To enable this, Polytomic requires the following to be set on your Microsoft SQL Server database:

  • Enable CDC on your database
    Run this query on your Microsoft SQL Server database:

    EXEC sys.sp_cdc_enable_db;
    

    See Microsoft's documentation for more details.

  • Enable CDC for each table you want to sync

    Polytomic expects exactly one change capture enabled per table. Run this query per table you want to enable CDC for (substitute SCHEMA_NAME, TABLE_NAME, and USER_NAME with your values):

    EXEC sys.sp_cdc_enable_table @source_schema = SCHEMA_NAME, @source_name = TABLE_NAME, @role_name = USER_NAME, @supports_net_changes = 0;
    

    sp_cdc_enable_table enables a CDC table for the specified source table and its columns at that point in time.

    If the schema for the table changes then the CDC table will need to be removed and re-added with the new columns by following these steps:

    Find the capture instance:

    EXEC sys.sp_cdc_help_change_data_capture @source_schema = 'SCHEMA_NAME', @source_name = 'TABLE_NAME';
    

    Remove the capture instance:

    EXEC sys.sp_cdc_disable_table @source_schema = 'SCHEMA_NAME', @source_name   = 'TABLE_NAME', @capture_instance = 'CAPTURE_INSTANCE_NAME;
    

    Add the capture instance again:

    EXEC sys.sp_cdc_enable_table @source_schema = SCHEMA_NAME, @source_name = TABLE_NAME, @role_name = admin, @supports_net_changes = 0;
    

    A resync will also be required in Polytomic.

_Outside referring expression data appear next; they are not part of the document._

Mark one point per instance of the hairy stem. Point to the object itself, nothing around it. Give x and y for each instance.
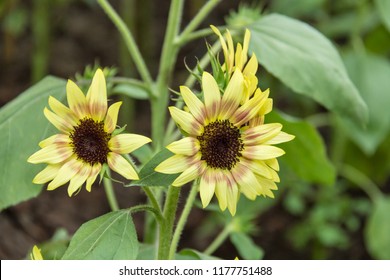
(183, 220)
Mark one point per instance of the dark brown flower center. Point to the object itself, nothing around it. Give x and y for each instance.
(90, 141)
(221, 144)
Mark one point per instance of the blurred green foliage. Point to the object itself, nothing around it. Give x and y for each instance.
(335, 174)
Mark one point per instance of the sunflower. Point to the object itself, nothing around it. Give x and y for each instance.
(223, 148)
(86, 141)
(237, 58)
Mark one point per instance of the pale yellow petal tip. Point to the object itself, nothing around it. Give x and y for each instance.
(36, 254)
(215, 30)
(99, 74)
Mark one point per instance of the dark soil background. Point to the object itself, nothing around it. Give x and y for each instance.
(80, 35)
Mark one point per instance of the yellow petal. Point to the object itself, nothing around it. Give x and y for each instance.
(206, 188)
(251, 66)
(56, 138)
(97, 96)
(173, 165)
(232, 96)
(193, 103)
(261, 134)
(267, 186)
(230, 59)
(66, 172)
(221, 194)
(185, 121)
(120, 165)
(246, 180)
(249, 109)
(126, 143)
(112, 117)
(76, 100)
(238, 61)
(258, 167)
(262, 152)
(95, 170)
(62, 111)
(60, 123)
(212, 96)
(47, 174)
(232, 196)
(54, 153)
(266, 107)
(273, 163)
(281, 137)
(187, 146)
(78, 179)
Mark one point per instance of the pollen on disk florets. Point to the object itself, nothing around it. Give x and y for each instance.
(90, 141)
(221, 145)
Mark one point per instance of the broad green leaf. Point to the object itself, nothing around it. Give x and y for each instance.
(22, 127)
(190, 254)
(306, 154)
(308, 63)
(371, 75)
(299, 9)
(383, 7)
(108, 237)
(55, 248)
(150, 178)
(377, 230)
(131, 90)
(246, 247)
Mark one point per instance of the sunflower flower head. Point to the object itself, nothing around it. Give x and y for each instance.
(86, 140)
(226, 148)
(237, 58)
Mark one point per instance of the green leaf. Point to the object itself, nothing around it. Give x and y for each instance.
(306, 154)
(383, 7)
(150, 178)
(131, 90)
(308, 63)
(377, 230)
(371, 75)
(22, 127)
(147, 252)
(190, 254)
(108, 237)
(245, 246)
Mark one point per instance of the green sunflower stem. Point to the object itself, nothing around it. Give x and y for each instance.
(183, 220)
(166, 228)
(219, 240)
(185, 36)
(110, 194)
(129, 41)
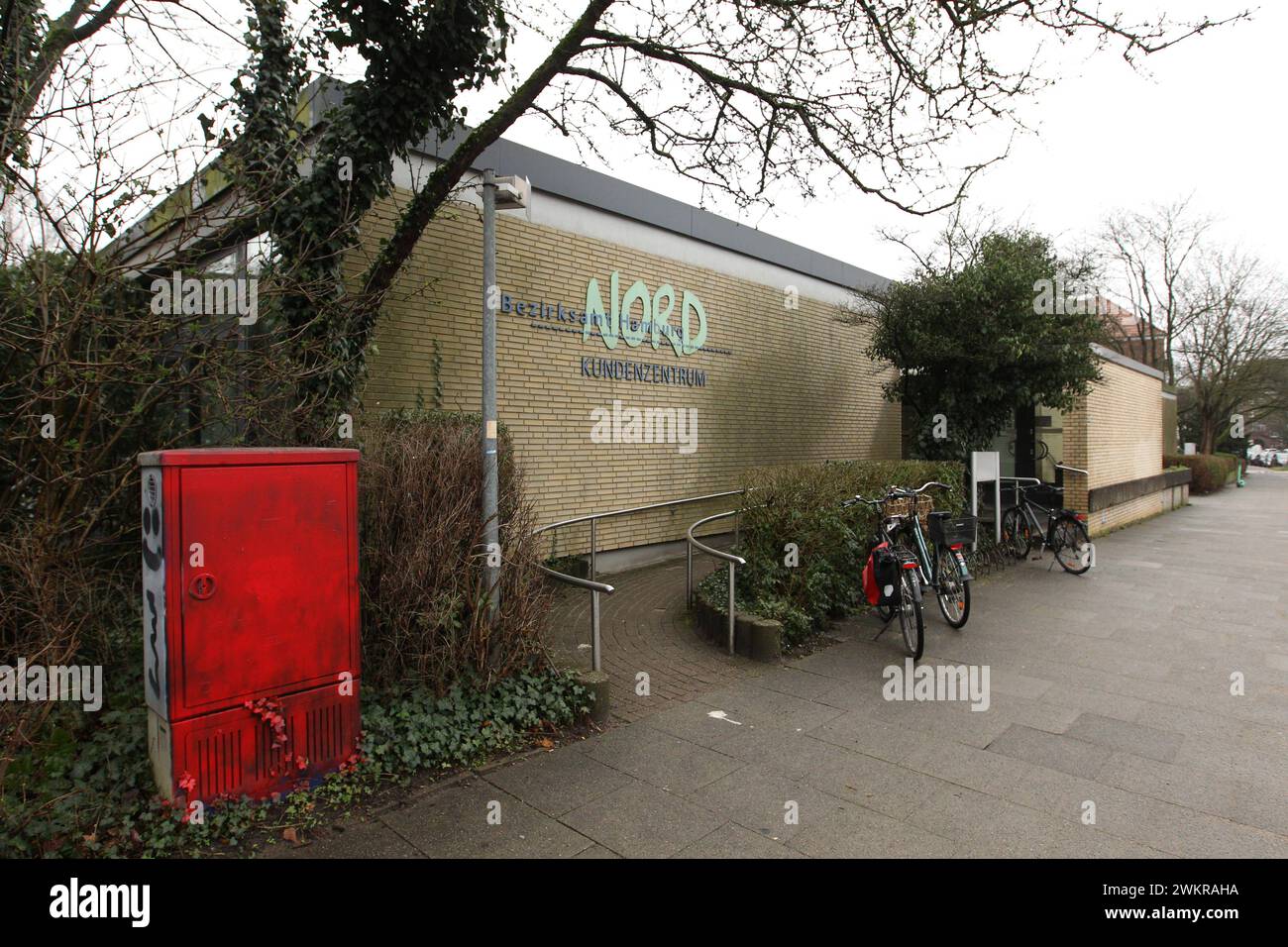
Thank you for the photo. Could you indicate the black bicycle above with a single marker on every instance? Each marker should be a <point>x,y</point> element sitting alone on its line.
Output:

    Polytomic will detect if there are enabled columns in the sync that are not present in the CDC table and alert via a sync warning.

    See Microsoft's documentation for details.

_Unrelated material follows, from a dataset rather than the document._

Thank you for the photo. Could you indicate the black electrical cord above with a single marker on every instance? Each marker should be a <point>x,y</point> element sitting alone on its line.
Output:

Set Polytomic to read from your CDC tables

Once the previous steps are done, be sure to turn on the Use change data capture for bulk syncs setting on your Microsoft SQL Server connection in Polytomic:

Advanced settings

Propagating deletes

Polytomic offers two options for propagating deletes during CDC replication:

  • Soft deletes
  • Hard deletes

By default, Polytomic will propagate deletes from your source as soft-deletes by marking the __polytomic_deleted_at column for each destination table with a datetime reflecting deletion time.

You can change this behaviour to propagating deletes as hard deletes instead. To do so, simply check the Propagate hard deletes instead of soft deletes checkbox in the Advanced settings option at the bottom of your sync configuration.